Line 1040 sets the two buffer address bytes to 1664.
Line 1050 sets up the Command Number Byte.
Line 1060 calls the short assembler routine which then calls the Resident Disk Handler.
Line 1070 returns to the main routine.
This program is tutorial, intended to help you understand the Resident Disk Handler, what it is and how to use it. If you wish to use the Resident Disk Handler, you would want to make some improvements to the subroutine that I have presented here. First you would pass the sector number from the main program instead of entering it from the keyboard. Other improvements would include combining some of the statements to make the program shorter, or converting the program into machine language. One improvement that I have found particularly valuable is to have the subroutine repeat an error several times if an error occurs. Since most disk errors are recoverable if the operation is retried, this has the effect of reducing the number of disk errors I get to almost nothing.

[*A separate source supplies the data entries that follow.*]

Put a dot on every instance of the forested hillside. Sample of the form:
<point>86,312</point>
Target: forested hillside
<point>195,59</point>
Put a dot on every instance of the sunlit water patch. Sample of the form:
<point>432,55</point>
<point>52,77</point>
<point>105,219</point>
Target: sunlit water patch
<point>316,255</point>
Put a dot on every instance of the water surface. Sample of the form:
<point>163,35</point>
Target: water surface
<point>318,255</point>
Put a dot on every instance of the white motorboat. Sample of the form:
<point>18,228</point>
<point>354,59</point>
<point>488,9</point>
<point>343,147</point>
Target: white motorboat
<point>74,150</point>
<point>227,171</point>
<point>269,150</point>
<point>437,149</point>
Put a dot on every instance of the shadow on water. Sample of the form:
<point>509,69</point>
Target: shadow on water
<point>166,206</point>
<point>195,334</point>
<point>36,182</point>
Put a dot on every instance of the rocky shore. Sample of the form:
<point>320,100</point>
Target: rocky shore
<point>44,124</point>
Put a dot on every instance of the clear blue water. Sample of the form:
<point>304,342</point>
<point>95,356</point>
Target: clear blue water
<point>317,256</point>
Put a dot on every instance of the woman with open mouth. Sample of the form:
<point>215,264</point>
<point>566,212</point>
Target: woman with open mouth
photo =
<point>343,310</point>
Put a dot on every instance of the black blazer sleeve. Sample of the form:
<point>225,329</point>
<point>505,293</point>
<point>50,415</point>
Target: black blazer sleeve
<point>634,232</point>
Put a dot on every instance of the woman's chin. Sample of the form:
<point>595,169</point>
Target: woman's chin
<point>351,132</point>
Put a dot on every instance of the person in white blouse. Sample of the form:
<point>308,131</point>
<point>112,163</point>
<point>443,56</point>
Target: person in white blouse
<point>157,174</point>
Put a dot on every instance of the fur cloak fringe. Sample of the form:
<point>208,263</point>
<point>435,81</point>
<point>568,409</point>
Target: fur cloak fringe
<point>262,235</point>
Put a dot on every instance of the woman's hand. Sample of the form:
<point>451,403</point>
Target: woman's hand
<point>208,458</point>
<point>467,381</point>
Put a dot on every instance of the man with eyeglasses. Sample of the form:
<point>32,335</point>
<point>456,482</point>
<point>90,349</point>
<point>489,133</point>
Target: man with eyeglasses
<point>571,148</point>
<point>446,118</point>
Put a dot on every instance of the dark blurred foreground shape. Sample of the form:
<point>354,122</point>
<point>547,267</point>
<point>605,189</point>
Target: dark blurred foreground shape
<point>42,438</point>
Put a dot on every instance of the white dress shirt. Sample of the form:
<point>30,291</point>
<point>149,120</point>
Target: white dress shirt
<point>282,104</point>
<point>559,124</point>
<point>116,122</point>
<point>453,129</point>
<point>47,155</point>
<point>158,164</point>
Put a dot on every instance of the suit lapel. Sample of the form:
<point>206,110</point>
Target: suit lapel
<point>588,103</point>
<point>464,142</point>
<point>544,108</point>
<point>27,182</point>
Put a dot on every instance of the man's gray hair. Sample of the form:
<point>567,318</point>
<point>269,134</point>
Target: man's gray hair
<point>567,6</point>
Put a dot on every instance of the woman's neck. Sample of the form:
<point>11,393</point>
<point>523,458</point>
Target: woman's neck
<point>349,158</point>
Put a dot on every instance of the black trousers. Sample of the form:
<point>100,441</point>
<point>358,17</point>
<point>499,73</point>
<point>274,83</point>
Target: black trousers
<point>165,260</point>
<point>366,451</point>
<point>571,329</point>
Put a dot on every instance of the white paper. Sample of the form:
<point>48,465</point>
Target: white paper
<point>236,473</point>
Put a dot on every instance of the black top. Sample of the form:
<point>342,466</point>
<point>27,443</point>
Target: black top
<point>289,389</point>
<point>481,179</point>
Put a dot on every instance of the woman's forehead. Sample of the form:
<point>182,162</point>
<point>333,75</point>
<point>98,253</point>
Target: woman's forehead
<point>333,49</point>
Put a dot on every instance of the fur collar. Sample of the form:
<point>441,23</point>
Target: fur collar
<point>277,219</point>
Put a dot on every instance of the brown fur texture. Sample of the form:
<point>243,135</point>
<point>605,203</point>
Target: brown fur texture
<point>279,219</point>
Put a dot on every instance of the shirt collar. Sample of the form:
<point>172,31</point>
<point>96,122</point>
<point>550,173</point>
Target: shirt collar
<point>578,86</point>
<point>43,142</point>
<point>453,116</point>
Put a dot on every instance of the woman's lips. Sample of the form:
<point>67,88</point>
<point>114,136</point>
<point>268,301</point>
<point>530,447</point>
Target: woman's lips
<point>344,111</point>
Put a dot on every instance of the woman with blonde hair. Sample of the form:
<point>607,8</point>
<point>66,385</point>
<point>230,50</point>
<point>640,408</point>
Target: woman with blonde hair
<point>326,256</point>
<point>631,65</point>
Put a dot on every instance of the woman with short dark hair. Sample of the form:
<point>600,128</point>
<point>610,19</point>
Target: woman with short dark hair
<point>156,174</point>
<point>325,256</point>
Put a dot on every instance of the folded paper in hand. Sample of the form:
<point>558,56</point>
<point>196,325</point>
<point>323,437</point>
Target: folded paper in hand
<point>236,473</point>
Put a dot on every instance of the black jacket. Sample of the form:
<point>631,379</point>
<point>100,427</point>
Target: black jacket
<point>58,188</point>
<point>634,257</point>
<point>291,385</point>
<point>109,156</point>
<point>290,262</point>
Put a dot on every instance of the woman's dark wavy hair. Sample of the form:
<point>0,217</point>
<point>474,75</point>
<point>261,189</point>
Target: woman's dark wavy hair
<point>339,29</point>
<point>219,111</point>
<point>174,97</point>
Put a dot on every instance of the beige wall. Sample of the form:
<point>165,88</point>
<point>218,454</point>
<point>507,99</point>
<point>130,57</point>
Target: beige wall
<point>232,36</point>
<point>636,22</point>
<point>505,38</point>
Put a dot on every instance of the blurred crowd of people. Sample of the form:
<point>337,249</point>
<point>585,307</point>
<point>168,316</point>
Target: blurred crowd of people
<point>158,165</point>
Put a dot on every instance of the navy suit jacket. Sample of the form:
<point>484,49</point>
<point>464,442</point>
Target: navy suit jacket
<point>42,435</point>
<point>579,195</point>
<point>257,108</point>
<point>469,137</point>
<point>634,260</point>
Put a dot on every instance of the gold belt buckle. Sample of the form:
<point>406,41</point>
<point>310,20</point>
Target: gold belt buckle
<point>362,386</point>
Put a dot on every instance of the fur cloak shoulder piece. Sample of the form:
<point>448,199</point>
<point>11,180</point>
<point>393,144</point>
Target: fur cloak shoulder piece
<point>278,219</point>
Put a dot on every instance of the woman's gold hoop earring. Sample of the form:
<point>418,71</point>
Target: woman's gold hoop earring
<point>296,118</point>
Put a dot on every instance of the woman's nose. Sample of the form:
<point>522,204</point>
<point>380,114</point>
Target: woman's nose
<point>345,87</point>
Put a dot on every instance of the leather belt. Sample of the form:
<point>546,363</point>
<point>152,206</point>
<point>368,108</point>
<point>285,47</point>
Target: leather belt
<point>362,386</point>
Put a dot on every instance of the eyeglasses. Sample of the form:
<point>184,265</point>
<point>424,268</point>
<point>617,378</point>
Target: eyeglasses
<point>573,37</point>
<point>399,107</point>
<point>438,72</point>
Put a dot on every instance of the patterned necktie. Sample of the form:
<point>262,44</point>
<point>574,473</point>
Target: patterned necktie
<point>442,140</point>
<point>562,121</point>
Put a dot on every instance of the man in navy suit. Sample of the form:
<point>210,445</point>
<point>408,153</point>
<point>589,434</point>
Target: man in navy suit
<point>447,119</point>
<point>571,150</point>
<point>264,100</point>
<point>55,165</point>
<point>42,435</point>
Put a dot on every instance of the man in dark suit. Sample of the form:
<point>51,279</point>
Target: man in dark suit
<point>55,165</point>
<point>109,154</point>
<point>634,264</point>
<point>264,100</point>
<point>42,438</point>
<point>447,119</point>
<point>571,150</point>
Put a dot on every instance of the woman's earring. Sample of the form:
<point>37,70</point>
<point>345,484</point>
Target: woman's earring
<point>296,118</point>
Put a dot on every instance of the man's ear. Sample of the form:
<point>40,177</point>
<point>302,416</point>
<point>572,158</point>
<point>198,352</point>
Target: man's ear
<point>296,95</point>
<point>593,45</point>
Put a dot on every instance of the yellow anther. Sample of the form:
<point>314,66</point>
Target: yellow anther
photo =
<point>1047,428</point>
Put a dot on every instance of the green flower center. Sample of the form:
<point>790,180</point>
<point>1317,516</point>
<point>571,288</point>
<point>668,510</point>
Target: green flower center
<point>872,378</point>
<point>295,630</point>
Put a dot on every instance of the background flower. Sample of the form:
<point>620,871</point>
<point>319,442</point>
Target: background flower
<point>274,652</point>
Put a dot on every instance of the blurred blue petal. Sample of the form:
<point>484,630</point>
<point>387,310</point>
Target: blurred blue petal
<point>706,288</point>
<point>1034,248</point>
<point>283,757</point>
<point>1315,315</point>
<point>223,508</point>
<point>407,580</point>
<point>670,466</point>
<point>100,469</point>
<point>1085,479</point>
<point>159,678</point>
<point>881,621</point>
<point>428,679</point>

Now that you have finished reading this article, I can hear you grumbling "This just looks like a hard way of doing a POINT!" But it isn't! The Resident Disk Handler allows you to access any sector on the disk. The POINT command in BASIC allows you to access any sector in a particular file. If you POINT to sector 3, you will access sector 3 of the file, and not absolute sector 3. The Resident Disk Handler will get you absolute sector 3. It can access a sector that is un-allocated, POINT can't. It can access the sectors that DOS uses, POINT can't.
While using these methods takes more work than just OPENing, PRINTing, and CLOSEing a file in BASIC, the added flexibility more than compensates for the extra work.